Expanded Tax Benefits for Investing in Small Business

Written by Admin | August 27, 2025

Investing in qualified small business (QSB) stock can help diversify your portfolio while offering valuable tax benefits. These benefits just got even better with the One Big Beautiful Bill Act (OBBBA) signed in July.

What Makes a Business Qualify?

A QSB is a U.S. C corporation that meets two key requirements:

1. Active Business Requirement
The company must run an active trade or business. This excludes most service businesses (like law, accounting, consulting), banking, insurance, farming, oil and gas, and hospitality businesses.

The company must use at least 80% of its assets for qualified business activities. No more than 10% can be nonbusiness real estate.

2. Asset Limit
Before OBBBA: Companies couldn't have more than $50 million in assets.
After OBBBA: The limit increases to $75 million for stock issued after July 4, 2025.

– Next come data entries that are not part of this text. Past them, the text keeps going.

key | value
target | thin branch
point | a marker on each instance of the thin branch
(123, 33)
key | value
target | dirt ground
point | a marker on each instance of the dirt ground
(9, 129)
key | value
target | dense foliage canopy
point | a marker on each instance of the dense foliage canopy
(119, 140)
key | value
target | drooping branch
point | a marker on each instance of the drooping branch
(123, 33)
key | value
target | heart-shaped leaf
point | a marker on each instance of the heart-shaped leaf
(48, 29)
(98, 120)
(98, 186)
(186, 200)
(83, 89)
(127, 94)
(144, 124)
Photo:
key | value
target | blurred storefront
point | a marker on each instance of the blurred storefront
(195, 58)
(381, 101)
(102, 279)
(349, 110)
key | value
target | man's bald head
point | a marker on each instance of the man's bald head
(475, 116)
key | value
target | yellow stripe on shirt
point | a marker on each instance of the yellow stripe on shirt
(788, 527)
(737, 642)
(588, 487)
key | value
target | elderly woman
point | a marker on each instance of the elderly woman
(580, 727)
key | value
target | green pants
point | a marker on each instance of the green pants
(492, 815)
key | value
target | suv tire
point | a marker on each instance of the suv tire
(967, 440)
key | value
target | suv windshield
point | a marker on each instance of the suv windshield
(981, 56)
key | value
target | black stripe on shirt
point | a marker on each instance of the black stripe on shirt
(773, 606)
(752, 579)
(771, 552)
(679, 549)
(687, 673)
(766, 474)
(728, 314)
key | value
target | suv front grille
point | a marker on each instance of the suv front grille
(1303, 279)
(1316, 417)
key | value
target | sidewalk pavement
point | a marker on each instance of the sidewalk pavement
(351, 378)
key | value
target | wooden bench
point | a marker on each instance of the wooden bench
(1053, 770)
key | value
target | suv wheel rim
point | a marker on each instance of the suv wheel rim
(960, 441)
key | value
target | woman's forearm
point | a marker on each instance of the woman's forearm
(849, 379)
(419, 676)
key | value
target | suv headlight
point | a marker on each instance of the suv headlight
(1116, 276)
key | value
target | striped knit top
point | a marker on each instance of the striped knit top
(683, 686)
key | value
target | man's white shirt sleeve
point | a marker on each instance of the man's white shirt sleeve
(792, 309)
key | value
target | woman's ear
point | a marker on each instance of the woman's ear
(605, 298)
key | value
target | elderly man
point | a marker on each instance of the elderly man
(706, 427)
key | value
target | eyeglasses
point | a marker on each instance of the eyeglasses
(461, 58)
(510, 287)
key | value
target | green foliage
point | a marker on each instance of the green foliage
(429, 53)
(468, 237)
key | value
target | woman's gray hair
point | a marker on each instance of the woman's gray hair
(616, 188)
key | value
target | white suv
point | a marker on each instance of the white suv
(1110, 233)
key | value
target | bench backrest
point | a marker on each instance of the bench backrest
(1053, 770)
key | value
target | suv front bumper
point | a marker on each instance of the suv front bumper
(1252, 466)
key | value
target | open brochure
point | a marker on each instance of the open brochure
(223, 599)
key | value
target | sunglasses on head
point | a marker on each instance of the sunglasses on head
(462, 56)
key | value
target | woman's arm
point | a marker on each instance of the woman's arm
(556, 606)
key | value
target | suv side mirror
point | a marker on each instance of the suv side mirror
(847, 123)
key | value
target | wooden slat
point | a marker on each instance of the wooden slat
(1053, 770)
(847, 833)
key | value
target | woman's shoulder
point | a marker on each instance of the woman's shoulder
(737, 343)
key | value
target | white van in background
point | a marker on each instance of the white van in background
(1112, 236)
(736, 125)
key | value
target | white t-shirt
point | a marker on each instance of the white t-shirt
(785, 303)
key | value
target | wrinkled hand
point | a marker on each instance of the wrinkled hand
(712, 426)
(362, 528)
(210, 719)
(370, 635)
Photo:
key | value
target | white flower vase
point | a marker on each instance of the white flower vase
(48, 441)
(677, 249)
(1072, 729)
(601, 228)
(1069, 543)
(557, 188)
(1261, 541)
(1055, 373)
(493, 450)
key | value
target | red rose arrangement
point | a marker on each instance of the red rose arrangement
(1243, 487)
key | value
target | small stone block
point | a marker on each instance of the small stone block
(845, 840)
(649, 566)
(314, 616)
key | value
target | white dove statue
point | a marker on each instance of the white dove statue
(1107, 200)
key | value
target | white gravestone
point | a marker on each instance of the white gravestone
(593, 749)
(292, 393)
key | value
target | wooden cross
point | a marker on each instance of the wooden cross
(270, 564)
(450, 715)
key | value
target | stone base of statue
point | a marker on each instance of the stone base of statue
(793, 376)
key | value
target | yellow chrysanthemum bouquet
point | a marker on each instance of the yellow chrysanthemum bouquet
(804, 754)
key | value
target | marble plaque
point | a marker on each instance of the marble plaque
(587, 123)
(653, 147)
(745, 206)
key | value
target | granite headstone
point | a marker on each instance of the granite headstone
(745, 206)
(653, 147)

Tax Benefits You Can't Ignore

Here's where QSB stock really shines:

Hold for 5+ years: Exclude 100% of your capital gains (for stock acquired after September 2010)

New shorter holding periods (effective for stock acquired after July 4, 2025):

  • Hold for 4 years: Exclude 75% of gains
  • Hold for 3 years: Exclude 50% of gains

Important Rules to Remember

  • You must buy stock directly from the company (not from another investor)
  • Annual exclusion is capped at $10 million or 10 times your basis, whichever is greater
  • Some states don't offer these exclusions, so state taxes may still apply
  • You can defer taxes by rolling proceeds into another QSB within 60 days

The Bottom Line

QSB stock offers serious tax advantages, but consider your overall investment goals, risk tolerance, and time horizon before making any decisions.